At the end of the 8th century history tells us that Flamborough was invaded by the Vikings - handsome sea-borne warriors - who sailed their beautiful, longships, for hundreds of miles, across the rough waters of the North Sea from countries as far afield as; Norway, Sweden and Denmark to invade northern England. They must have been a sight to behold with their flaming red, bright blond and dark black hair flowing magnificently in the wind as they navigated their way towards the seashore of Flamborough! Just imagine hearing the sound of their long, loud, bellowing horns coming ever closer. Think how petrifying it must have been to see these tall, strong, magnificent looking invaders wielding long, silver coloured, swords and axes, gleaming brightly in the sun, as they came ever closer to the shore in their quest to conquer the cliffs of Flamborough - a perfect stronghold for the taking! I am sure that any local inhabitants living on the headland at that time must have fled for their lives... especially if they knew of the Viking tradition of piracy, raiding and pillaging!
From around AD 800 onwards it is likely that the Vikings lived quite peacefully in Flamborough spending their time fishing, trapping and collecting. Flamborough has long had the Viking history of being self-sufficient through their skills of boat building, fishing and farming. They may also have had other skills such as the making of jewellery, tools and other useful equipment. To this day the Yorkshire fishing coble, of which Flamborough has such a long heritage and tradition, is designed on the Viking longship! The Flamborough coble is as seaworthy today as any Viking longship ever was, with its famous clinker built frame designed to withstand the rough northern seas.

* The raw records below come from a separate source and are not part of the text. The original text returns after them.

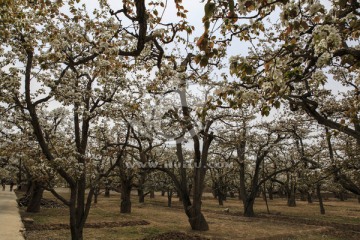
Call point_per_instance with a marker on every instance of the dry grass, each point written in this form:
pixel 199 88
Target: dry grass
pixel 222 226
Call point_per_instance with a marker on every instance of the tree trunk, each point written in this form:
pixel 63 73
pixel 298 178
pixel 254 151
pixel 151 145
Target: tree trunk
pixel 152 194
pixel 35 198
pixel 341 196
pixel 96 194
pixel 321 204
pixel 141 193
pixel 169 195
pixel 291 193
pixel 309 197
pixel 249 207
pixel 107 191
pixel 220 199
pixel 125 205
pixel 302 195
pixel 291 199
pixel 79 208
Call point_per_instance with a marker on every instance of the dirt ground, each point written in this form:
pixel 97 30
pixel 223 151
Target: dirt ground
pixel 153 220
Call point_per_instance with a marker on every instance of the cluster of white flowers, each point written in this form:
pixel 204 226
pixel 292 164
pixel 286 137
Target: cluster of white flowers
pixel 323 59
pixel 319 77
pixel 290 7
pixel 326 38
pixel 315 8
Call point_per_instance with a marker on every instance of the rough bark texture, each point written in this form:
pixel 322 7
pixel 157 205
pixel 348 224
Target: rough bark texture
pixel 36 194
pixel 125 205
pixel 321 204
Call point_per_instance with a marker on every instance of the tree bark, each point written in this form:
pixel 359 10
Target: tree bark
pixel 35 198
pixel 309 197
pixel 141 193
pixel 125 205
pixel 169 197
pixel 249 207
pixel 321 204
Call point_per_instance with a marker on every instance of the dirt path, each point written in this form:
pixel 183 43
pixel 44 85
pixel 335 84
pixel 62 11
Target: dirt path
pixel 10 221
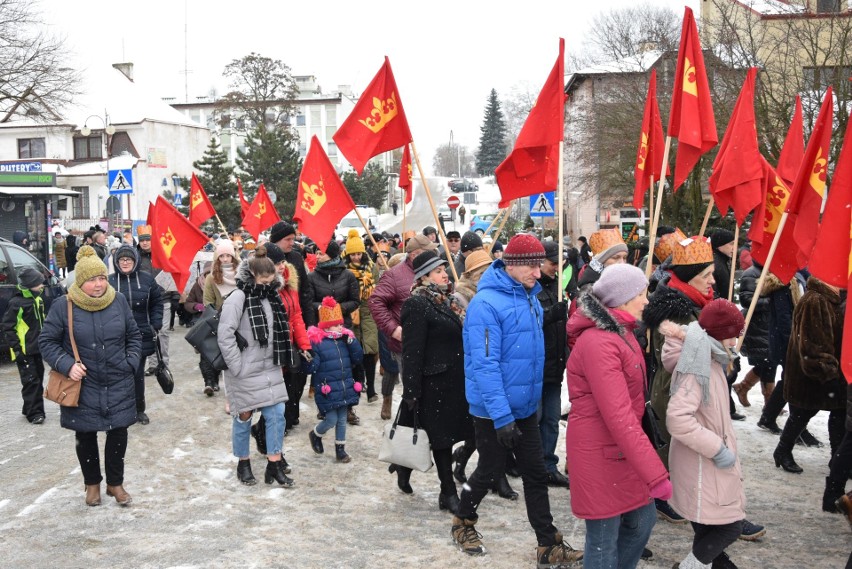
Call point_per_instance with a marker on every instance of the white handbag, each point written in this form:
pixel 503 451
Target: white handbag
pixel 406 446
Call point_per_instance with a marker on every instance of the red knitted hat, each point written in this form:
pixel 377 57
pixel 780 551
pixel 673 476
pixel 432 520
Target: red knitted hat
pixel 721 319
pixel 524 249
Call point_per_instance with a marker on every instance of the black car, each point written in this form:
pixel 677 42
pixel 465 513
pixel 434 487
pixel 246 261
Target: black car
pixel 12 260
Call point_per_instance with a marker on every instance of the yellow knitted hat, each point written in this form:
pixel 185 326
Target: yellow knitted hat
pixel 88 265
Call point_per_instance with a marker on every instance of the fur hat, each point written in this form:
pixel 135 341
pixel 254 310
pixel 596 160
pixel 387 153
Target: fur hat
pixel 606 243
pixel 523 249
pixel 30 277
pixel 330 313
pixel 354 243
pixel 88 265
pixel 721 319
pixel 619 284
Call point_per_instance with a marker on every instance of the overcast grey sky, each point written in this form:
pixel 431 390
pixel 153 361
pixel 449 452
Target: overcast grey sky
pixel 446 55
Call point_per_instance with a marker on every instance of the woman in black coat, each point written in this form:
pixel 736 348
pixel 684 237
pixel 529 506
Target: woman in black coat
pixel 433 370
pixel 109 345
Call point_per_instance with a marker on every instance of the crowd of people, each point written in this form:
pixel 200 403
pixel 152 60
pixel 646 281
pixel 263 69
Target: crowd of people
pixel 481 351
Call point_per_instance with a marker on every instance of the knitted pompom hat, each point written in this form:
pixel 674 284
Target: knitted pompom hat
pixel 330 313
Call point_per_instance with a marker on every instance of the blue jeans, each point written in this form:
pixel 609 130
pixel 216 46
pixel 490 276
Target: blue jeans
pixel 273 415
pixel 335 418
pixel 549 412
pixel 617 542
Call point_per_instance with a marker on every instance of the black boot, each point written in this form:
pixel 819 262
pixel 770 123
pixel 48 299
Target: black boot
pixel 275 472
pixel 244 473
pixel 502 488
pixel 460 456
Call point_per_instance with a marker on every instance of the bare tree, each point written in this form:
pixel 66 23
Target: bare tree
pixel 35 80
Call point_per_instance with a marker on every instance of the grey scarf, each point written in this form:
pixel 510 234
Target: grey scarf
pixel 698 351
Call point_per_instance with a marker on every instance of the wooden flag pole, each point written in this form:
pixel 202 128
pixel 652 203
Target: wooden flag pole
pixel 434 210
pixel 762 278
pixel 733 263
pixel 652 238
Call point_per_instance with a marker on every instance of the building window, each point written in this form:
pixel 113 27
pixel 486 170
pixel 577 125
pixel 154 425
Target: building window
pixel 80 204
pixel 88 147
pixel 31 148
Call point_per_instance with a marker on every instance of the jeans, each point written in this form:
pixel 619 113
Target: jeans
pixel 89 456
pixel 334 418
pixel 492 461
pixel 273 415
pixel 617 542
pixel 549 412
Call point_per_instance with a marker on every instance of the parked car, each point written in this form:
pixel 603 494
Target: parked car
pixel 463 185
pixel 13 259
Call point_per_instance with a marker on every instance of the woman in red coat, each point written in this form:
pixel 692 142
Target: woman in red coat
pixel 615 471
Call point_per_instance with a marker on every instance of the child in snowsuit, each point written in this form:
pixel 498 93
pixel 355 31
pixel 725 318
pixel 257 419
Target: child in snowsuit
pixel 335 351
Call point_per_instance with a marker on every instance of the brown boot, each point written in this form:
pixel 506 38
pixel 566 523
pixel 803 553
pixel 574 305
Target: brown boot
pixel 93 494
pixel 118 492
pixel 742 388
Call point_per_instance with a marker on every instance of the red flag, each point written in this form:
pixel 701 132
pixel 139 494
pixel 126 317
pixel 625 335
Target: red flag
pixel 261 213
pixel 533 165
pixel 376 124
pixel 321 198
pixel 764 225
pixel 200 208
pixel 793 150
pixel 806 194
pixel 737 178
pixel 174 241
pixel 405 174
pixel 649 157
pixel 244 205
pixel 691 120
pixel 831 260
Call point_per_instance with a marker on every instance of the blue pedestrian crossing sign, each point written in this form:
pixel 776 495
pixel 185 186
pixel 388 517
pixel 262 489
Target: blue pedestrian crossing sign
pixel 121 181
pixel 542 205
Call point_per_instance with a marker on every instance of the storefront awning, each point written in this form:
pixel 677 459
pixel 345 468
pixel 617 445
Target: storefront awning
pixel 35 191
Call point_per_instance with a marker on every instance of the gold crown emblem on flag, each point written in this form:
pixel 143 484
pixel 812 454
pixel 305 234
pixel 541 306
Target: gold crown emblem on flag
pixel 313 196
pixel 382 113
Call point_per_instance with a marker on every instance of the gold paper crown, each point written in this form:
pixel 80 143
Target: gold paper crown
pixel 604 239
pixel 692 251
pixel 665 244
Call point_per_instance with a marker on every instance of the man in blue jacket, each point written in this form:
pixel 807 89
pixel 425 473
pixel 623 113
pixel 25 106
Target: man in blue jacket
pixel 504 367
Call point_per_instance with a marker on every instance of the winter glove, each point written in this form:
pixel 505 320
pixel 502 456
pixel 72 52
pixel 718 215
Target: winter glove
pixel 662 490
pixel 725 458
pixel 508 435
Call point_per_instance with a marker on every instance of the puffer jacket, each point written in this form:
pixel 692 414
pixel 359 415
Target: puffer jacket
pixel 144 296
pixel 612 463
pixel 110 346
pixel 331 365
pixel 387 299
pixel 503 348
pixel 253 379
pixel 703 493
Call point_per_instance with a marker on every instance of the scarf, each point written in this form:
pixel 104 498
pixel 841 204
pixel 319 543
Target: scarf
pixel 699 350
pixel 690 291
pixel 282 350
pixel 364 274
pixel 90 303
pixel 438 295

In the mid 9th century the Vikings decided, once again, to turn to conquest and captured York in 866 and founded a separate kingdom of Yorkshire. The Danish, Viking kingdom of Yorkshire lasted until 954 when it was captured by the English. In 1066 Harald Hardrada, the King of Norway, sailed his longships up the River Humber and the River Ouse but was defeated by the Anglo Saxons at the battle of Stamford Bridge on the 25th September 1066 and, subsequently, returned to the Orkneys. So, as you can see, Flamborough played a big part in the history of the Vikings with many of the local villagers taking their dialect and family heritage from the wonderful Viking invaders from across the seas!
The village looks forward to, once again, celebrating their Viking heritage at the Flamborough Fire Festival on New Year's Eve and welcoming you to Flamborough - The Home of the Vikings!